Salumi plate in Altamura
To complete our epic Altamura lunch, we had a plate of salumi, which included prosciutto, salame piccante and capocollo.

Fave e cicorie
Fave e cicorie (puréed fava beans with sautéed bitter greens) is a traditional make-do meal in Puglia, and can be found on menus across the country. This salty version was one of the best meals I ate during the trip.

Orecchiette
Orecchiette are Puglia's much-loved, nubby hand made pasta. Although cookbooks say they're typically served with cime di rapa, broccoli rabe, you'll find them paired with a variety of different sauces as you travel through the region. Anything to please the tomato-seeking tourist.

Pizza, shared
Why have one pizza when you can have two? We had our first cooked-to-order pizza during a day trip to Polignano a Mare, about half an hours journey from Bari. And since a whole pizza can get kinda dull, we ordered two and split them.

Epic meat & cheese plate
I don't know why I looked at menus for the first few days and thought that meat and cheese to start would be a good option—we sampled this epic meat and cheese plate in Bari, the best of which was a salty-creamy caciocavallo.

Aperitivo a Bari
Our first aperitivo in Bari was by the lungomare, where we watched locals admire their friend's new dog and saw a bunch of bikers fly past. The drinks were probably from a bottle, as expected.

Ice cream sandwich
Forget your stale chipwich, Italy's brioche con gelato is the indulgent ice cream you need to sink your teeth into.

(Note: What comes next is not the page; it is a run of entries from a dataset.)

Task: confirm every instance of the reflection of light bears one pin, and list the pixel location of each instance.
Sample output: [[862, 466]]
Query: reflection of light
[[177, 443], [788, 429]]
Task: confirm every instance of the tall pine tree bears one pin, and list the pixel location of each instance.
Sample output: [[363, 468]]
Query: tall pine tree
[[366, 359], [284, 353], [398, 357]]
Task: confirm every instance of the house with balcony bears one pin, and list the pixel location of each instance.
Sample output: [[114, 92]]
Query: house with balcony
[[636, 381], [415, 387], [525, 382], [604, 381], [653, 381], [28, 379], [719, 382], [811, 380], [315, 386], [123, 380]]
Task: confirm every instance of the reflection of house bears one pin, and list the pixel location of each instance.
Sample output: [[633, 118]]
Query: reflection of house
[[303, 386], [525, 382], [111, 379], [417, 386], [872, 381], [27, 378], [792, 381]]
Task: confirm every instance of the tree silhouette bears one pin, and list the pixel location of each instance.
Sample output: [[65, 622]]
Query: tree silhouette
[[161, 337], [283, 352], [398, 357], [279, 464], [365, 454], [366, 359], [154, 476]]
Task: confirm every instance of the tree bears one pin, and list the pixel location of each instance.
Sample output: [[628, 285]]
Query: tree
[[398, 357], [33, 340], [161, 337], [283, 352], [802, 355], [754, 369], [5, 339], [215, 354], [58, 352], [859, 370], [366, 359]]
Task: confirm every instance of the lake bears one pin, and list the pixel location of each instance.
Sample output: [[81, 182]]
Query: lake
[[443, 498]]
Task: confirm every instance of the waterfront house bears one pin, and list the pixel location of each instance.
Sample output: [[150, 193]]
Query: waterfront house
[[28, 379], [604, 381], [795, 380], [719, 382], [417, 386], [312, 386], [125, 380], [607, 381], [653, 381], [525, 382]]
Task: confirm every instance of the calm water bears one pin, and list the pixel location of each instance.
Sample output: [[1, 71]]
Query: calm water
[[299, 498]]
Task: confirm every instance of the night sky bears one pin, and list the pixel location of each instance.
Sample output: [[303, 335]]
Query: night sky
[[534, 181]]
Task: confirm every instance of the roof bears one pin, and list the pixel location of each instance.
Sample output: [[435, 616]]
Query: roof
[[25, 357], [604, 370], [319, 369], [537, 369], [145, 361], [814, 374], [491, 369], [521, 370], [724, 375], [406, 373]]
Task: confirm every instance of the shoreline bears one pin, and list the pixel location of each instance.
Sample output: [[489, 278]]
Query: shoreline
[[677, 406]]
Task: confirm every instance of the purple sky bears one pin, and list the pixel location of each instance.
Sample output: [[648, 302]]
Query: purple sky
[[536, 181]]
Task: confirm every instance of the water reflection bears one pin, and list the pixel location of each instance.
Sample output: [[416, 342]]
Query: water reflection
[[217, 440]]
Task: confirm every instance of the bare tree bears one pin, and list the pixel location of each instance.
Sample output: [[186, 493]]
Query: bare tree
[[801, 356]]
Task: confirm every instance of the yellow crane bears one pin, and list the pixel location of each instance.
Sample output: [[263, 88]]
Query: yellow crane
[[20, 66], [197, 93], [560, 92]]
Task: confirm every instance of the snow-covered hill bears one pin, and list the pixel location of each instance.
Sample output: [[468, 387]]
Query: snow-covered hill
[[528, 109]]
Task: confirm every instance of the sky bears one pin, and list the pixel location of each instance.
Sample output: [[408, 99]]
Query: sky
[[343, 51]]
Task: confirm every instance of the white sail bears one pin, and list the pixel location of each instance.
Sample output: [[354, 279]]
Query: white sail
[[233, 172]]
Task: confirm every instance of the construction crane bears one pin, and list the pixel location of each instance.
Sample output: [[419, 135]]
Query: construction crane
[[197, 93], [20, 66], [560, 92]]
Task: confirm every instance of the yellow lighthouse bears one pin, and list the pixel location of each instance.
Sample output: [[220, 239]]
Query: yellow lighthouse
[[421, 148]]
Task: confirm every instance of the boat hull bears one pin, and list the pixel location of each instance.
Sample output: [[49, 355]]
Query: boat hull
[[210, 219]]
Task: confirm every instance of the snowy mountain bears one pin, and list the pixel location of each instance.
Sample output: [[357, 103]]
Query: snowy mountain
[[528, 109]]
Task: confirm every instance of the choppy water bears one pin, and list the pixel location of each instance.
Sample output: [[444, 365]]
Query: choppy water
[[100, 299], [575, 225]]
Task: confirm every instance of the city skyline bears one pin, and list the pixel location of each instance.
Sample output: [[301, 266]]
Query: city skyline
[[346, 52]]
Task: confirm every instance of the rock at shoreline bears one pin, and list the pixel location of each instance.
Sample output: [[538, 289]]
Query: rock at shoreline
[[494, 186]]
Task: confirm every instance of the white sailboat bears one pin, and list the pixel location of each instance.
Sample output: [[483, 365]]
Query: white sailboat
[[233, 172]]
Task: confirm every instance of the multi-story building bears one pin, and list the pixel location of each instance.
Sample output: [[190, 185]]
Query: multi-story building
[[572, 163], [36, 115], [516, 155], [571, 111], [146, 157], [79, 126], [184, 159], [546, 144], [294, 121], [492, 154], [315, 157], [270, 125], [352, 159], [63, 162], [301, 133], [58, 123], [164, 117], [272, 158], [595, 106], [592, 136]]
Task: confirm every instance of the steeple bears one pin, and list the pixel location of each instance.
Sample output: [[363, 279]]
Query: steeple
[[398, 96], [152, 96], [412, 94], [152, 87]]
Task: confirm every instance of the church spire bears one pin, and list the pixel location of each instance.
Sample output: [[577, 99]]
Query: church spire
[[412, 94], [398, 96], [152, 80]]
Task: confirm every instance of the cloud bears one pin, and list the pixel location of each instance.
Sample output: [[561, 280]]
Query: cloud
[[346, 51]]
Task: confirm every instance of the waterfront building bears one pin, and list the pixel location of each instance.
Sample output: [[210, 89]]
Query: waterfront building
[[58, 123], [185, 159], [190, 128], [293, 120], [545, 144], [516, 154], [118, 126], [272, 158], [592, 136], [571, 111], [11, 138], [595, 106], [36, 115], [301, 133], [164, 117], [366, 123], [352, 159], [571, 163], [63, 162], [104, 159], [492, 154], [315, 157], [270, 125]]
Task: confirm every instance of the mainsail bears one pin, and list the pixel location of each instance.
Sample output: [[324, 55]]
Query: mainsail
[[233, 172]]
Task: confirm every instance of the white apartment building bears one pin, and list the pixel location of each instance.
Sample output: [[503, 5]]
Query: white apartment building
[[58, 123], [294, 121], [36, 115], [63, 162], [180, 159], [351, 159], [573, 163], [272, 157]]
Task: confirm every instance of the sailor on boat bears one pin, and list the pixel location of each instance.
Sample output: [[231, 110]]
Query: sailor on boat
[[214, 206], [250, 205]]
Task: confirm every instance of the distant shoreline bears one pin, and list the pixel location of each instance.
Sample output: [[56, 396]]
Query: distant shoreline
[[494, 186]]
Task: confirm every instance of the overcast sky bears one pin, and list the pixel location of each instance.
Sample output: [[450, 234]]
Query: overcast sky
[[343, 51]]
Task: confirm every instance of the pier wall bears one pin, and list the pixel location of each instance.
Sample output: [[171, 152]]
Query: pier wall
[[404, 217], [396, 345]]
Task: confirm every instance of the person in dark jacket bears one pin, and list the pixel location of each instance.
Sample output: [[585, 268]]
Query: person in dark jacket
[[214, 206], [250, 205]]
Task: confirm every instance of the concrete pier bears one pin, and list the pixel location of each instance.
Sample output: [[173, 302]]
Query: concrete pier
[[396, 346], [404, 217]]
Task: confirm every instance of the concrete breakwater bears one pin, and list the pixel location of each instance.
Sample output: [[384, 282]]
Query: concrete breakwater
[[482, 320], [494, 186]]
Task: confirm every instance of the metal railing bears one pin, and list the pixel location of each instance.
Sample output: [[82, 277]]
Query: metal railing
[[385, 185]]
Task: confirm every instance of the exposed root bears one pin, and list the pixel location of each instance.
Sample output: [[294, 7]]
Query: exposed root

Pro tip: choose flavors you'd want to find sandwiched between cookies, like pistachio and chocolate.

Salt cod fish stew
There comes a point in every trip to Italy when I get so bored of pasta and beg my travel companion to remind me that I'd be happy just ordering a secondo. This brothy olive-studded tomato salt cod stew was the perfect antidote to pasta overload.

Crostone
Forget your dinner party-appropriate crostini, crostone are the Italian crunchy bread you need in your diet, preferrably topped with garlicky sautéed greens and fennel-spiked sausage like this one we ate in Matera.

Best meal in Matera
Pork sausage with roasted potatoes and vegetables, also known as another reason to always order a secondo.

Focaccia barese
I am a fan of eating on trains in Italy, just so long as I don't have to face the embarrassment of not knowing how to peel an orange with the knife I definitely don't have on me. We picked up this juicy tomato-studded focaccia barese in Alberobello, which was much needed fuel for our never-ending trip to Lecce.

Pane carasau
At Il Corte dei Pandolfi in Lecce, start your meal with some well-cooked vegetables paired with feather-weight pane carasau, a common Sardinian flat bread that's the Italian equivalent to a potato chip or papadum.